After Rebecca's clearly premediatated suicide, everything changes for Leila. Her parents take a one-year job helping to create a new teaching hospital in Poland. Leila moves in with her sister Clare, and has Raphael, a distant cousin (and former boyfriend of Clare's), as a secondary guardian. Leila goes on with her life - school, a part-time job, finally getting to know Clare - but struggles to understand Rebecca's suicide. She latches on to her last sighting of Rebecca, and tries to find the person that Rebecca was with at the time, thinking that he might have some insight for her.
This book is about so many different things. Stay With Me is about what it means to be a family. (Raphael, despite his relatively distant family connection, helps Leila with her homework, gives her advice, and takes on a near-parental role.) Stay With Me is about trusting your own body (and yourself), and knowing what you are and are not ready for sexually. Stay With Me is about why someone with most of her life ahead of her would commit suicide, and the devastating impact of a suicide on the people left behind. Stay With Me is about what it's like to be dyslexic (Leila is dyslexic), and how it can affect a person's entire way of thinking.
And yes, as you are sure to read in other reviews, Stay With Me is about teen-aged Leila's friendship with and sexual interest in a 31-year-old man, Eamon. What I found remarkable about this entire storyline was how normal Freymann-Weyr made it seem, and how NOT creepy the plot-line was. I want to be sure to get this across to you, because I was initially hesitant to read the book, knowing about this Lolita-esque theme. Leila's relationship with Eamon is an important part of the book, but it's only a part of a much more fully realized story, and it's handled exceedingly well.

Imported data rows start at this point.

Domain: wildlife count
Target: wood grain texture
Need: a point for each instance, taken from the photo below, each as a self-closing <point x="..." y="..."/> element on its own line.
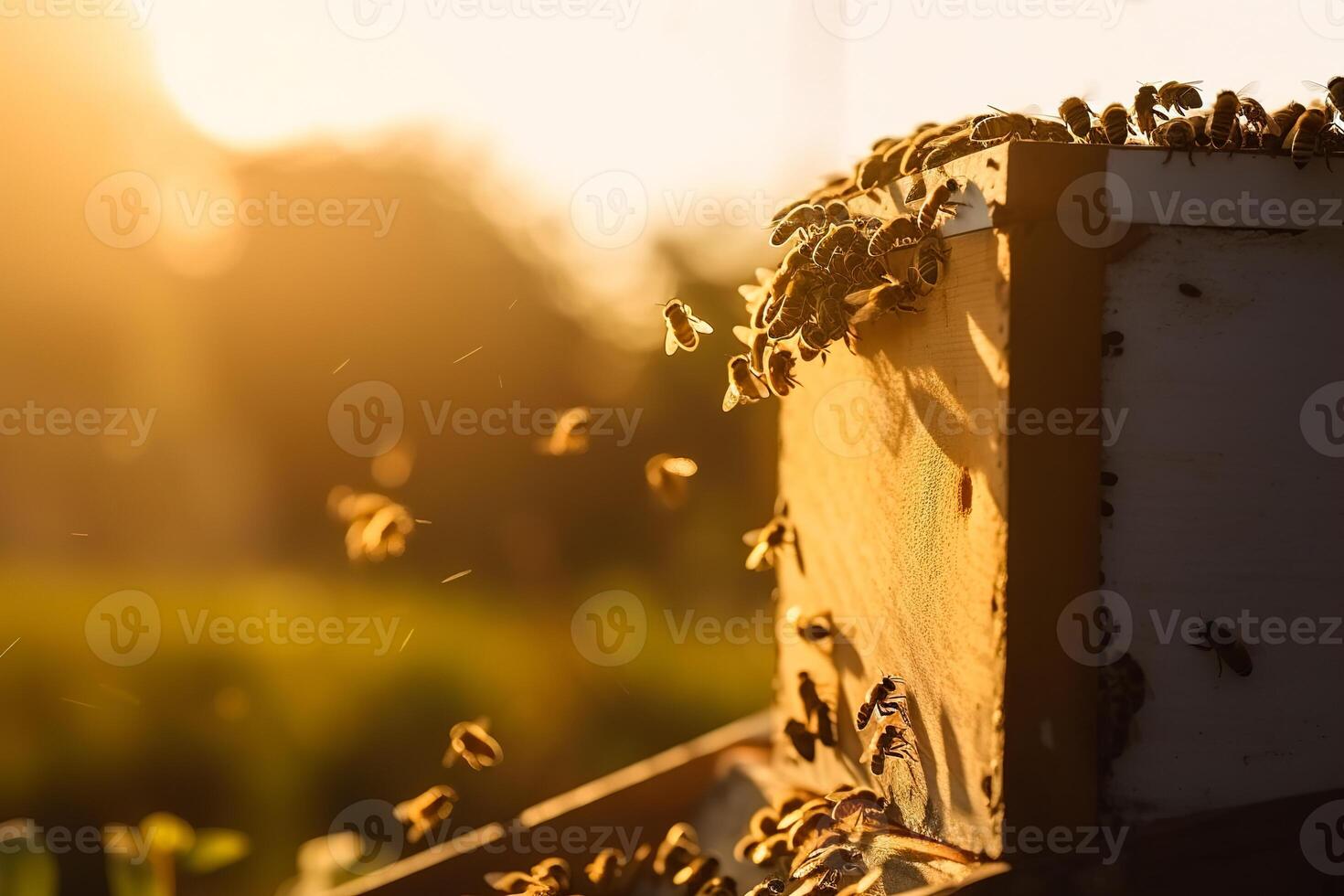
<point x="1223" y="508"/>
<point x="902" y="528"/>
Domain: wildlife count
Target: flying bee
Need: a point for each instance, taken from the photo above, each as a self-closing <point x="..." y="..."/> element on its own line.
<point x="778" y="364"/>
<point x="1333" y="93"/>
<point x="1146" y="109"/>
<point x="745" y="387"/>
<point x="769" y="541"/>
<point x="571" y="434"/>
<point x="1304" y="140"/>
<point x="474" y="743"/>
<point x="1115" y="125"/>
<point x="1180" y="97"/>
<point x="884" y="700"/>
<point x="891" y="744"/>
<point x="937" y="205"/>
<point x="1220" y="638"/>
<point x="668" y="475"/>
<point x="1078" y="116"/>
<point x="894" y="232"/>
<point x="426" y="812"/>
<point x="801" y="218"/>
<point x="684" y="328"/>
<point x="1176" y="134"/>
<point x="837" y="240"/>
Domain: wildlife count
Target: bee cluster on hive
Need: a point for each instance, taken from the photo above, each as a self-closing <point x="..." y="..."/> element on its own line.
<point x="843" y="271"/>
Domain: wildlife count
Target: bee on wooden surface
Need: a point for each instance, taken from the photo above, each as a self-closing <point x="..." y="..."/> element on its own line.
<point x="1230" y="652"/>
<point x="829" y="867"/>
<point x="1078" y="116"/>
<point x="571" y="434"/>
<point x="938" y="205"/>
<point x="891" y="744"/>
<point x="745" y="387"/>
<point x="1283" y="123"/>
<point x="804" y="741"/>
<point x="817" y="710"/>
<point x="837" y="240"/>
<point x="1304" y="140"/>
<point x="769" y="541"/>
<point x="884" y="700"/>
<point x="897" y="231"/>
<point x="778" y="369"/>
<point x="668" y="477"/>
<point x="1176" y="134"/>
<point x="1146" y="109"/>
<point x="1333" y="93"/>
<point x="426" y="812"/>
<point x="1180" y="97"/>
<point x="474" y="743"/>
<point x="375" y="526"/>
<point x="1115" y="125"/>
<point x="863" y="885"/>
<point x="801" y="218"/>
<point x="684" y="328"/>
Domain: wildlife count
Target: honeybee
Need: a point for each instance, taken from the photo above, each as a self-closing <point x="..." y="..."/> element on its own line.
<point x="890" y="744"/>
<point x="1115" y="125"/>
<point x="474" y="743"/>
<point x="1333" y="93"/>
<point x="745" y="387"/>
<point x="883" y="700"/>
<point x="423" y="813"/>
<point x="375" y="526"/>
<point x="778" y="364"/>
<point x="937" y="205"/>
<point x="769" y="541"/>
<point x="1283" y="121"/>
<point x="1146" y="109"/>
<point x="1078" y="116"/>
<point x="891" y="234"/>
<point x="837" y="240"/>
<point x="800" y="218"/>
<point x="1180" y="97"/>
<point x="1176" y="134"/>
<point x="571" y="434"/>
<point x="1220" y="638"/>
<point x="1304" y="140"/>
<point x="667" y="477"/>
<point x="1223" y="119"/>
<point x="684" y="328"/>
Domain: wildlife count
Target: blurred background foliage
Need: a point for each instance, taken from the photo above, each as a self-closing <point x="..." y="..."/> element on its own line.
<point x="223" y="508"/>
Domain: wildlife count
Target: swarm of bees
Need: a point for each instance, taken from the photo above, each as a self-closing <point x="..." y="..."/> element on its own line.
<point x="677" y="861"/>
<point x="375" y="526"/>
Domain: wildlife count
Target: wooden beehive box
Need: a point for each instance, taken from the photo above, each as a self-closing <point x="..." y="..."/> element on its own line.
<point x="1103" y="395"/>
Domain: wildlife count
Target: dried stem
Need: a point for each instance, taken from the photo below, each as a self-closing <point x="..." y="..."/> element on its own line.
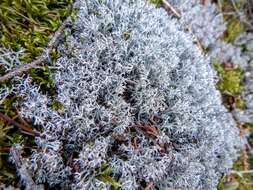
<point x="39" y="61"/>
<point x="149" y="186"/>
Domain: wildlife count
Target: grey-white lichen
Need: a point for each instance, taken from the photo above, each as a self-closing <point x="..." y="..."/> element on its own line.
<point x="137" y="96"/>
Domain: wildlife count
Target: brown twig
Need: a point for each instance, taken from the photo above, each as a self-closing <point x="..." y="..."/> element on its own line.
<point x="39" y="61"/>
<point x="149" y="186"/>
<point x="22" y="127"/>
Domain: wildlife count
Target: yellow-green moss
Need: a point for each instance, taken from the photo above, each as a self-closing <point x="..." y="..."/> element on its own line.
<point x="230" y="80"/>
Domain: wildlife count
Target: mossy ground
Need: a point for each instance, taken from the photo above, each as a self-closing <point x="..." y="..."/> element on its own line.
<point x="28" y="24"/>
<point x="230" y="85"/>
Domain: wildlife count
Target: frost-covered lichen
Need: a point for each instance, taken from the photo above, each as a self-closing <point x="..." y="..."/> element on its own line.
<point x="138" y="96"/>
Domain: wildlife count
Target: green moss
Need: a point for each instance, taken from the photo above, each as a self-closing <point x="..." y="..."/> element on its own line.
<point x="230" y="80"/>
<point x="28" y="24"/>
<point x="234" y="28"/>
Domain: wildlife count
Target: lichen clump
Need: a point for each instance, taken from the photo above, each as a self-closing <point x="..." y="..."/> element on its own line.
<point x="138" y="106"/>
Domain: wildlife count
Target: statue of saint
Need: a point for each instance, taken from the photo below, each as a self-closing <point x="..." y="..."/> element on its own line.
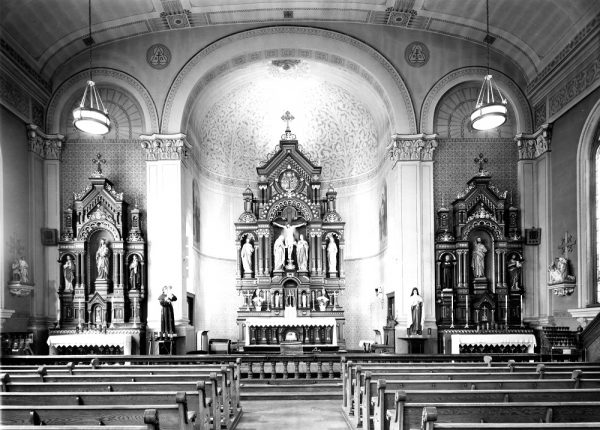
<point x="279" y="253"/>
<point x="134" y="273"/>
<point x="246" y="255"/>
<point x="302" y="254"/>
<point x="24" y="270"/>
<point x="102" y="260"/>
<point x="167" y="320"/>
<point x="69" y="273"/>
<point x="447" y="272"/>
<point x="332" y="255"/>
<point x="478" y="259"/>
<point x="415" y="302"/>
<point x="514" y="269"/>
<point x="289" y="233"/>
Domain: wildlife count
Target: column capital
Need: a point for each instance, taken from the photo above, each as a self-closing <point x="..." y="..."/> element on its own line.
<point x="47" y="146"/>
<point x="165" y="146"/>
<point x="531" y="146"/>
<point x="412" y="147"/>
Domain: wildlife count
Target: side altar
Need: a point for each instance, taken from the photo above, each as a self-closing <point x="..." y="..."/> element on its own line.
<point x="290" y="259"/>
<point x="103" y="283"/>
<point x="479" y="264"/>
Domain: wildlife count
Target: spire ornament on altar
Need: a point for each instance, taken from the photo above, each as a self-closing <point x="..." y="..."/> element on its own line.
<point x="288" y="135"/>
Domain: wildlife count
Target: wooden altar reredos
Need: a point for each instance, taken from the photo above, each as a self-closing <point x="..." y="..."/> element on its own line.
<point x="292" y="283"/>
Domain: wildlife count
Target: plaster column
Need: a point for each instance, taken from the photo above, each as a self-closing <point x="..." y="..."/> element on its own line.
<point x="412" y="178"/>
<point x="44" y="182"/>
<point x="165" y="177"/>
<point x="534" y="174"/>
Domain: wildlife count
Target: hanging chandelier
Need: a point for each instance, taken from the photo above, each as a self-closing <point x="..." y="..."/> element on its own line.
<point x="91" y="116"/>
<point x="490" y="110"/>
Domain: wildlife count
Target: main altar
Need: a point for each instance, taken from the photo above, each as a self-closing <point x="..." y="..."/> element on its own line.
<point x="290" y="256"/>
<point x="479" y="264"/>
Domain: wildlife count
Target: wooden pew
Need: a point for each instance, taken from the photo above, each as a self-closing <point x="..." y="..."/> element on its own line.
<point x="171" y="417"/>
<point x="429" y="422"/>
<point x="211" y="398"/>
<point x="408" y="415"/>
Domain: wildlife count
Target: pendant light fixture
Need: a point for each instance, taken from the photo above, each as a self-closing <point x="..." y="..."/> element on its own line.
<point x="91" y="116"/>
<point x="490" y="111"/>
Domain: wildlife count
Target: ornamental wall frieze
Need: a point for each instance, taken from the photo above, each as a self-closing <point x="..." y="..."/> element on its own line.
<point x="531" y="146"/>
<point x="165" y="146"/>
<point x="47" y="146"/>
<point x="415" y="147"/>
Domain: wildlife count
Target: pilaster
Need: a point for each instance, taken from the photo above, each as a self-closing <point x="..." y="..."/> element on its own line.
<point x="533" y="175"/>
<point x="412" y="175"/>
<point x="165" y="177"/>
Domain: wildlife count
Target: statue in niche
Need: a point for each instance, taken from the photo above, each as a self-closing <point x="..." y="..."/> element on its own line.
<point x="302" y="254"/>
<point x="246" y="256"/>
<point x="514" y="267"/>
<point x="447" y="272"/>
<point x="69" y="273"/>
<point x="332" y="255"/>
<point x="167" y="316"/>
<point x="478" y="259"/>
<point x="279" y="253"/>
<point x="415" y="302"/>
<point x="289" y="233"/>
<point x="135" y="279"/>
<point x="102" y="260"/>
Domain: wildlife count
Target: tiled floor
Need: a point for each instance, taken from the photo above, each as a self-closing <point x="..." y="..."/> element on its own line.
<point x="292" y="415"/>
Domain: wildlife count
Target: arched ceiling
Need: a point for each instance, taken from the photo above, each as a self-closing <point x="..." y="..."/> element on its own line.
<point x="46" y="34"/>
<point x="340" y="121"/>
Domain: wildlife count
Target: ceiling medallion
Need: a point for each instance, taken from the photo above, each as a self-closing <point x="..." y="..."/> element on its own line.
<point x="416" y="54"/>
<point x="158" y="56"/>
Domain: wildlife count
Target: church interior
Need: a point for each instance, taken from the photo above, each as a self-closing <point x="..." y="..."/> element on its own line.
<point x="300" y="184"/>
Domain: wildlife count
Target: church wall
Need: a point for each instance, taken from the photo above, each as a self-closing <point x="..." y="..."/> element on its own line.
<point x="565" y="137"/>
<point x="16" y="208"/>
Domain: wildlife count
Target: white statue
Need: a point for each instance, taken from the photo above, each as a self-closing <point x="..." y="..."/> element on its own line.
<point x="289" y="232"/>
<point x="558" y="272"/>
<point x="24" y="270"/>
<point x="102" y="260"/>
<point x="302" y="254"/>
<point x="69" y="273"/>
<point x="279" y="253"/>
<point x="478" y="260"/>
<point x="332" y="255"/>
<point x="246" y="255"/>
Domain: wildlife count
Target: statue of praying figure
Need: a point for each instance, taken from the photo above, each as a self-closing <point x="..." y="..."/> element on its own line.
<point x="478" y="259"/>
<point x="102" y="260"/>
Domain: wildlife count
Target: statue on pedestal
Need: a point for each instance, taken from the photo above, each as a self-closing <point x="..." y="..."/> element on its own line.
<point x="69" y="273"/>
<point x="102" y="260"/>
<point x="246" y="256"/>
<point x="302" y="254"/>
<point x="478" y="260"/>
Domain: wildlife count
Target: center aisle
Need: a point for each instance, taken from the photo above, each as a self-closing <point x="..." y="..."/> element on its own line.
<point x="292" y="415"/>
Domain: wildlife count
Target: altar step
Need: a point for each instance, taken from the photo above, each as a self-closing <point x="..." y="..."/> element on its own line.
<point x="291" y="389"/>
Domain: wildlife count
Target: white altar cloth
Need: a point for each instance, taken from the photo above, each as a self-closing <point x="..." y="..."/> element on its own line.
<point x="291" y="321"/>
<point x="91" y="339"/>
<point x="492" y="339"/>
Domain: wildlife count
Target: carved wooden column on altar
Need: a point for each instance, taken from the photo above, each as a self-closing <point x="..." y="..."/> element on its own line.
<point x="284" y="290"/>
<point x="95" y="253"/>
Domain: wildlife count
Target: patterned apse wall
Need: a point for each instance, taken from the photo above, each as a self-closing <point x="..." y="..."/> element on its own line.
<point x="459" y="144"/>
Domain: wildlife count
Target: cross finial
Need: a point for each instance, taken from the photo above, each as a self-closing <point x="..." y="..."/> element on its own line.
<point x="287" y="117"/>
<point x="481" y="161"/>
<point x="566" y="244"/>
<point x="98" y="161"/>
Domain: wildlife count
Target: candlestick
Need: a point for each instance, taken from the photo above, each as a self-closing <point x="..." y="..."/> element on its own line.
<point x="452" y="311"/>
<point x="467" y="315"/>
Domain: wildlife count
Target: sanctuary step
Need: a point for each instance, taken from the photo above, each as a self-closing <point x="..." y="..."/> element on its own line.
<point x="310" y="389"/>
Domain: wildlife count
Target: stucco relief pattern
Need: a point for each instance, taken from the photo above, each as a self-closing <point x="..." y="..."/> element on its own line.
<point x="340" y="134"/>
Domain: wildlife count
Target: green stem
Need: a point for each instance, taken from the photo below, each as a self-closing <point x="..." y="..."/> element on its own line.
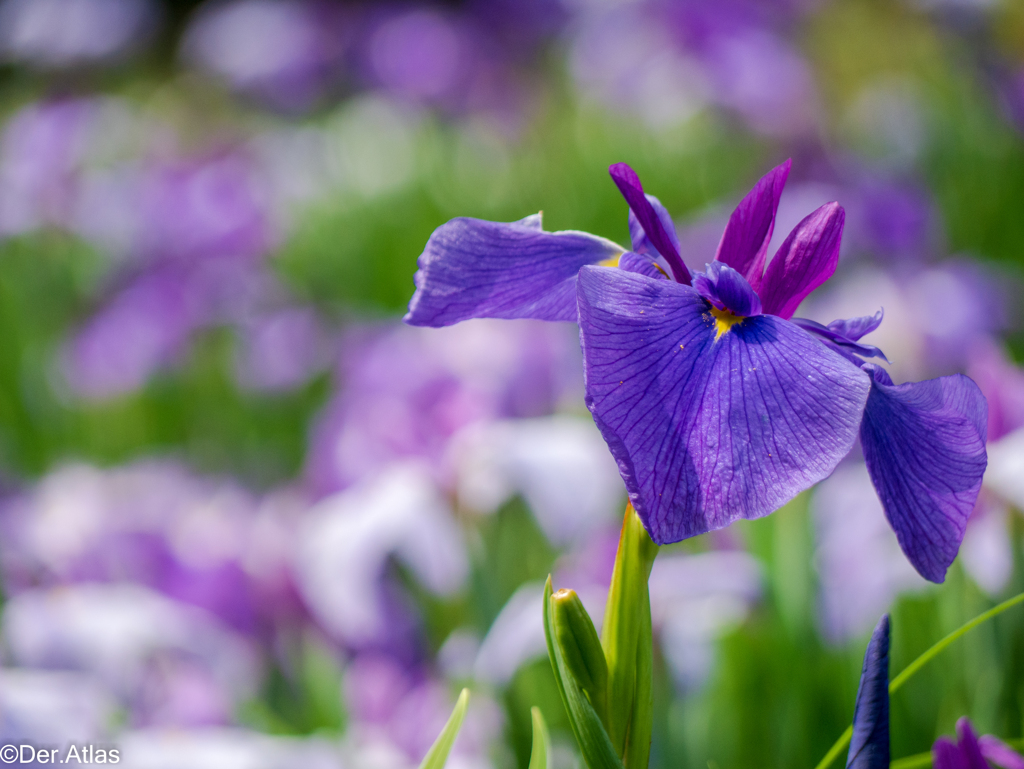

I found Stay With Me to be very well-written. The characters, especially Leila, are complex and realistic. Leila's voice is particularly engaging. Her dyslexia shapes her perceptions of herself, her ability to make decisions, and her day-to-day life, with a pervasiveness that I hadn't anticipated or understood before reading this book. Somehow Freymann-Weyr conveys this without ever making Leila someone to be pitied or ridiculed over her learning disability. It's a remarkable achievement.
I think that high school readers will enjoy this book, especially those with learning disabilities or unconventional families (and what family seems normal, when you're in high school?). And I think that teens who are (horrifyingly) curious about suicide will find in this book a subtle, but strong, anti-suicide message. I believe in general that parents should read as many of the books that their kids read as possible. But I especially believe that parents should read Stay With Me with their kids. There are many great discussion points in the book.
As you can tell, I liked this book a lot. The plot is multi-layered without being confusing, with a nice blend of poignancy, humor, tension. I read it in a single day, not so much because I needed to know what happened, as because I wanted to spend more time with Leila, and make sure that she was alright. But I won't tell you the answer to that. You'll have to read Stay With Me yourself.